El cristianismo, en el fondo, es una fe con
pocas normas: Trata a tu semejante como te gustaría ser tratado en una
situación similar. Estamos hechos de una piel que precisa la caricia tanto como
la garganta necesita el agua.
Salvo que podamos
hacer algo por ellos, los lejanos no constituyen nuestro prójimo. Por los
lejanos podemos sentir pena, pero no auténtica compasión, porque la compasión,
si no va seguida de la acción y de la cáritas,
es pura sensiblería. Y las sensiblerías están bien para películas de lágrima
fácil. Sentir compasión por los niños del orfanato de Kinshasa y no sentir
compasión por los niños del emigrante pobre que vive en nuestro bloque, es
cinismo. Sentir pena por los ancianos de un asilo de Afganistán y no visitar a
nuestros padres en la residencia, es un sarcasmo.
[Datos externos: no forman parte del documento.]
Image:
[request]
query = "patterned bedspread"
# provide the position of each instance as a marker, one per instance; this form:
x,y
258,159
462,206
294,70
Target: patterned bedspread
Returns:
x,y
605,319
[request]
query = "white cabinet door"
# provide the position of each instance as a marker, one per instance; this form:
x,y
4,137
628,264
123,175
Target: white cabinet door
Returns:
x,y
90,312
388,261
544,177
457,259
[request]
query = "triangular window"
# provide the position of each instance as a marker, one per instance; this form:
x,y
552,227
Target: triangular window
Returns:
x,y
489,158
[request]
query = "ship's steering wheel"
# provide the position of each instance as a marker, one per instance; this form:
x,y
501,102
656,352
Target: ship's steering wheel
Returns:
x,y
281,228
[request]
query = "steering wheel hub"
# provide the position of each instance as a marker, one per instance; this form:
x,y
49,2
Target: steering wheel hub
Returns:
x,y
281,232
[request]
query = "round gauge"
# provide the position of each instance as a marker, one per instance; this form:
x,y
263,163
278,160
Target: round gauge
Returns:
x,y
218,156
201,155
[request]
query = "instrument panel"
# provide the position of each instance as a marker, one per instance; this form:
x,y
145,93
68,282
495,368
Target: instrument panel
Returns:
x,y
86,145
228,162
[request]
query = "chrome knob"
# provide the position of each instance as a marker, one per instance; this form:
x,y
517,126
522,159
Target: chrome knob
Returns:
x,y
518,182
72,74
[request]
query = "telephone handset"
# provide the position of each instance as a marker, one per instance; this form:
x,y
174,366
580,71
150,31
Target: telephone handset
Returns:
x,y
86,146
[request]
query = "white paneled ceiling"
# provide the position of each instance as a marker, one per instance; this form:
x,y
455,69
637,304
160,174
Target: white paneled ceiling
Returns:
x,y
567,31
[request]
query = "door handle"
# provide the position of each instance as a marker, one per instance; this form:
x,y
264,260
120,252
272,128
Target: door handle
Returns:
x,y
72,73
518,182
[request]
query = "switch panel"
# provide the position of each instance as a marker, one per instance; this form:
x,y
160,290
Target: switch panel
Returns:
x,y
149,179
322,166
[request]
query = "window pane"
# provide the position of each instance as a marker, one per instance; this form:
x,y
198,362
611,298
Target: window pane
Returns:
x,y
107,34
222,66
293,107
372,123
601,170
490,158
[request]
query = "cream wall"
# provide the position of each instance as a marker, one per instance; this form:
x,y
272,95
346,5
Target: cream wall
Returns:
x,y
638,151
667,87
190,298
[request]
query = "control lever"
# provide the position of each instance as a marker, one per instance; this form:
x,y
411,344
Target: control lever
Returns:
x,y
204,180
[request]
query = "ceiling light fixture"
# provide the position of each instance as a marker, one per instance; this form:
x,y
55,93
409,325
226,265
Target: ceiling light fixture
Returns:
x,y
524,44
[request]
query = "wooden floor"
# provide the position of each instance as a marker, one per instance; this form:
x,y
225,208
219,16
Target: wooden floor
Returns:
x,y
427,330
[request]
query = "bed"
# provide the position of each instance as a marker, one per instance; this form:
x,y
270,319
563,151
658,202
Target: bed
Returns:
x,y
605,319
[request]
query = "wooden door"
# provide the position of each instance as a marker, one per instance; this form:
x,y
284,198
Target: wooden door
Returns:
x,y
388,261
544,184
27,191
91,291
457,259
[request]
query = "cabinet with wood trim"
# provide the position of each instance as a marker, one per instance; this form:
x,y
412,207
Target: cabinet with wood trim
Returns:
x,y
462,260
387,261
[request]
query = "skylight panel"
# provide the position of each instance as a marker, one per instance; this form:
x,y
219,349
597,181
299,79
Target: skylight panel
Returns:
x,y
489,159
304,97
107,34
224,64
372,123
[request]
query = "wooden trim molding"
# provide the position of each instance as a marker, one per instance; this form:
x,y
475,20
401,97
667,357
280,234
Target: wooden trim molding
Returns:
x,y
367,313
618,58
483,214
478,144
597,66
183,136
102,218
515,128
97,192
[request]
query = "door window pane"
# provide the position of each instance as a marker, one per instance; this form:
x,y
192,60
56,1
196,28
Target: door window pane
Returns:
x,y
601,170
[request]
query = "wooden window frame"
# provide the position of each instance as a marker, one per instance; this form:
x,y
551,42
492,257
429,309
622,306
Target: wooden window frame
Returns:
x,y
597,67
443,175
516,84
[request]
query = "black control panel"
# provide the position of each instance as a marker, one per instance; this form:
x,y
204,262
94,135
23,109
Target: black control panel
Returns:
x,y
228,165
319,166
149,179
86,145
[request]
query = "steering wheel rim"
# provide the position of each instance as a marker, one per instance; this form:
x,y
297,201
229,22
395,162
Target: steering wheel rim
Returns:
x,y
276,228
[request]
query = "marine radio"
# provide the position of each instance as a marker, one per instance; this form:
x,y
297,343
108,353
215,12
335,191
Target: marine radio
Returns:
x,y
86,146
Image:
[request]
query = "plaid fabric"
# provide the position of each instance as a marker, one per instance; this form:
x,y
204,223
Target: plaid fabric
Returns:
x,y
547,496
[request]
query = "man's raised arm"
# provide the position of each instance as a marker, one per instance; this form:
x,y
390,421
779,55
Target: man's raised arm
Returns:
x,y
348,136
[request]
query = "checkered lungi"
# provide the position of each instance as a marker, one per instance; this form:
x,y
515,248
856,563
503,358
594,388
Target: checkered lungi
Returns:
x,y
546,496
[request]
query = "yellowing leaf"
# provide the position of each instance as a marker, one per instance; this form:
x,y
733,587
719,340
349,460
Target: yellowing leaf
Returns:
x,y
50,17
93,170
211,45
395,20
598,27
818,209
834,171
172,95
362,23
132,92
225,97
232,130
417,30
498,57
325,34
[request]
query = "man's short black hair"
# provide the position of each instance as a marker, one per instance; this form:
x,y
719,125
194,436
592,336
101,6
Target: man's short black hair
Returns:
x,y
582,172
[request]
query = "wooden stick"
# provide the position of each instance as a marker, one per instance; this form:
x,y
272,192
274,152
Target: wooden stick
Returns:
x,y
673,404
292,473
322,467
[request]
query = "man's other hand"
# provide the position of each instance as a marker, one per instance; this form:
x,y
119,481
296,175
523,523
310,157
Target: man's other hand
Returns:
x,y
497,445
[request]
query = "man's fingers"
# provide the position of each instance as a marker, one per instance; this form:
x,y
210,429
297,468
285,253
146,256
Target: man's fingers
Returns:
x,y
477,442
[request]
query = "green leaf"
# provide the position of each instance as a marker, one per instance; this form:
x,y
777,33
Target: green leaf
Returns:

Y así sucesivamente. Solo si
a alguien lejano, lo hacemos próximo, se convierte en nuestro prójimo.
Ante los pobres,
desviar la mirada y dar un rodeo es lo más natural del mundo. Pero es que lo
natural del mundo choca de frente con lo antinatural del mensaje de Jesús:
tener compasión y acercarse. Si fuésemos honrados, deberíamos mostrar gratitud
hacia todos los samaritanos que se han detenido y nos han atendido en un
momento en que estábamos con heridas en las cunetas de los caminos.
El creyente
puede, por los caminos, ser providencia para los demás. O dicho de otra manera,
la Providencia de Dios la escriben las manos de los hombres justos. Escribía
Luis Guanella: “El mayor consuelo que
podemos tener en esta tierra es el de hacer un poco de bien”.
Etty Hillesum
comprendió lo que muy pocos comprendieron en los campos de concentración
alemanes: que Dios era impotente ante tanto sufrimiento y que, por lo tanto,
necesitaba ayuda. Etty Hillesum, una mujer no especialmente religiosa, fue
sonrisa, cuidado, aliento para hombres y mujeres que ya habían dejado de serlo
a los ojos de sus guardianes. Escribió lo siguiente: “Voy a ayudarte, Dios mío, a no apagarte en mí, pero no puedo
garantizarte nada por adelantado. Sin embargo, hay una cosa que se me presenta
cada vez con mayor claridad: no eres tú quien puede ayudarnos, sino nosotros
quienes podemos ayudarte a ti, y, al hacerlo, ayudarnos a nosotros mismos”.